The principle - don’t fear negative WOM but embrace and use it - holds true online, but the difference is that social media is not a branch of your company, or a customer services department. Yes, you could use a brand Twitter feed or Facebook page to pick up on or deal with individual enquiries, but people usually don’t want brands to barge into their own venues and spaces - when they do, it often degenerates into an argument or escalates the problem. This is why we tell our clients: don’t try and change the conversation, change yourselves. Once you’ve done that, more positive conversation will follow, as long as you’re listening, adapting, and then proactively engaging people with your improvement and growth.

The good thing is that people who are complaining are in fact people who still care about your brand.

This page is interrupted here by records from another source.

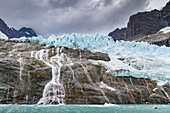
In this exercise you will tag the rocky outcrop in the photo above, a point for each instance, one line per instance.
(118, 34)
(145, 23)
(23, 78)
(166, 13)
(157, 39)
(13, 33)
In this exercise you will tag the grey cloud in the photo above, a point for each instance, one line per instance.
(66, 16)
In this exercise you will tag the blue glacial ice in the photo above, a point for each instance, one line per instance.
(137, 59)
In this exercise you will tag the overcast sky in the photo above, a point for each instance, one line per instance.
(48, 17)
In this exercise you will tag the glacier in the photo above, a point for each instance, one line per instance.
(136, 59)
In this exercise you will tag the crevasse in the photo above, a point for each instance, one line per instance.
(137, 59)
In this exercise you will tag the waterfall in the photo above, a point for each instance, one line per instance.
(54, 92)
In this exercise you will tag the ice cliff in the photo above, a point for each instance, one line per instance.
(136, 59)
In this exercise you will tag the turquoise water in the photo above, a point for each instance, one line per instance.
(84, 109)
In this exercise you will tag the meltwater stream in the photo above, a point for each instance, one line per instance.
(132, 59)
(54, 92)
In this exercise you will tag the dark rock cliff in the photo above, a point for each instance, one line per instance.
(23, 78)
(118, 34)
(13, 33)
(146, 23)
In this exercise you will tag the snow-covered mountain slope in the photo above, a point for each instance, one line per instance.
(3, 36)
(137, 59)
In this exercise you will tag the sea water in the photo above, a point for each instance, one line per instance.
(84, 109)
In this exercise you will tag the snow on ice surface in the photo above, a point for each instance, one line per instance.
(3, 36)
(164, 30)
(137, 59)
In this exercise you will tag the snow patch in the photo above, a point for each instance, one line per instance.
(164, 30)
(136, 59)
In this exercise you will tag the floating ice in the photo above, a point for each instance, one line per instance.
(137, 59)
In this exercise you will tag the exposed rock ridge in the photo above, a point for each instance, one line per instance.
(13, 33)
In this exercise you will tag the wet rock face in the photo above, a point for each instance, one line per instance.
(23, 78)
(157, 39)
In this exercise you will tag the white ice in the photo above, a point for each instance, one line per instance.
(137, 59)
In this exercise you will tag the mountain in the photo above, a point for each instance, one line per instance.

If nobody’s talking about you - or if the conversation is all boring, emotionally neutral, repurposed press releases or technical specs - that’s when you need to worry.

Making social media’s ’semiotic promiscuity’ work for brands

If you read just one post this week, make it Lingering, Benjamin Kunkel’s brilliantly written and thoughtful essay on the ways in which social media is changing our behaviour. Kunkel grapples with what he calls the semiotic promiscuity fostered by the web, whereby truckloads of ever ’shorter, more frequent, more spontaneous, and more casual’ content seduce us with ‘novelty, variety, excitement’ so that ’shallow and ephemeral relationships supplant deeper and more lasting ones’. It’s a fear shared by Joseph Jaffe, who has been mourning the death of the blog and the hegemony of Twitter on Marketing Profs Daily Fix.

The sentiments will ring true for a lot of people (although Andrew Seal of Conversational Reading has been quick to publish a rebuttal). The question is how we can make this landscape work for us.  At 1000heads, we have found that fostering deeper and lasting relationships with consumers - and taking their experiences, passions and encounters offline - is an essential precursor to the quick-fire amplification of content online. Nailing meaningful engagement with social media users in a personal, experiential way has all the more impact because it is becoming so rare. Get that right, and then plug it back into that semiotically promiscuous online world, and the deeper, individual engagement powers a whole lot of instant, varied, exciting, quickly spread and easily digested content too.

Kunkel’s post is actually a review of three excellent recent books examining the space, and he’s right - it sometimes takes the longer think piece of a full text to drill down into really interesting ideas. So rather than just skimming your Google Reader, I’d advise investing in one or two - and Blog Talk Radio’s weekly Word of Mouth Book Club podcast is a good source for discovering and discussing the latest releases.

Having said that, some online content is definitely better left in the form of ‘op-eds, diary entries, aperçus, allusions, screeds, and scrawls of graffiti.’ Rob Matthews’ physical Wikipedia would definitely collapse my Ikea shelves.